In quest’ultimo mese è stata condotta una frenetica trattativa per sbloccare l’impasse finanziario dell’Irvos, che ha avuto come sbocco un accordo di massima in cui vengono definiti importo (è previsto un “taglio” rispetto alla cifra originaria) e modalità di pagamento. Per i tempi l’accordo è chiaro: tre quarti della somma concordata dovranno essere versati entro il 28 febbraio, il tempo necessario cioè affinché la complessa macchina burocratica della finanza pubblica disponga il decreto d’impegno, il decreto di pagamento e infine il bonifico vero e proprio.
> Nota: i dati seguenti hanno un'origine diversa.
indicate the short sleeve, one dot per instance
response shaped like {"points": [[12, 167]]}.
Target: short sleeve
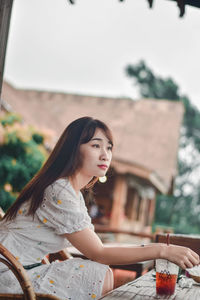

Ma Veronafiere non si fida. E l’ha ribadito anche nell’udienza che si è svolta oggi, venerdì 25 gennaio, davanti al giudice del Tribunale di Bergamo, dove ha sede il Credito Valtellinese, banca “tesoriera” dell’Irvos. In pratica, Veronafiere non è disposta a dare l’ok per sbloccare i conti fino a quando non verrà versata almeno la prima, e più consistente, tranche del debito. «Cosa impossibile da realizzare se non verranno prima sbloccati i conti, e ciò anche e soprattutto a tutela dei dipendenti che ormai sono stremati e non possono più aspettare i lunghi tempi della giustizia», spiega Vincenzo Cusumano, direttore dell’Istituto. In attesa di trovare un accordo anche su questo punto nodale, il giudice ha intanto rinviato tutto al 15 febbraio.

Ma come nasce un debito di queste dimensioni? Semplice: dal 2014 i trasferimenti della Regione per far fronte alle spese ordinarie di gestione sono diminuiti di circa 2-3 milioni l’anno. Gli introiti dei progetti finanziati dalla Ue (come la promozione e la ricerca), così come le quote di partecipazione alle iniziative promozionali (Vinitaly in testa), secondo quanto starebbe accertando la Corte dei Conti sarebbero stati utilizzati per pagare stipendi e pensioni; soldi quindi dirottati a fronteggiare le emergenze immediate a scapito delle originarie destinazioni.

Ai pignoramenti dei conti correnti intrattenuti presso il Credito Valtellinese si è opposto nei termini legge non solo l’Irvos – che in questo momento è pure privo di una direzione politica – ma anche i dipendenti dell’ente che sperano nella decisione del giudice per potere incassare almeno qualcuno degli stipendi arretrati. Una cosa è certa: la giustizia, com’è noto, riconosce ai dipendenti lo status di creditore privilegiato, per cui se Veronafiere decidesse pervicacemente di proseguire nel braccio di ferro, potrebbe rimanere con un pugno di mosche in mano.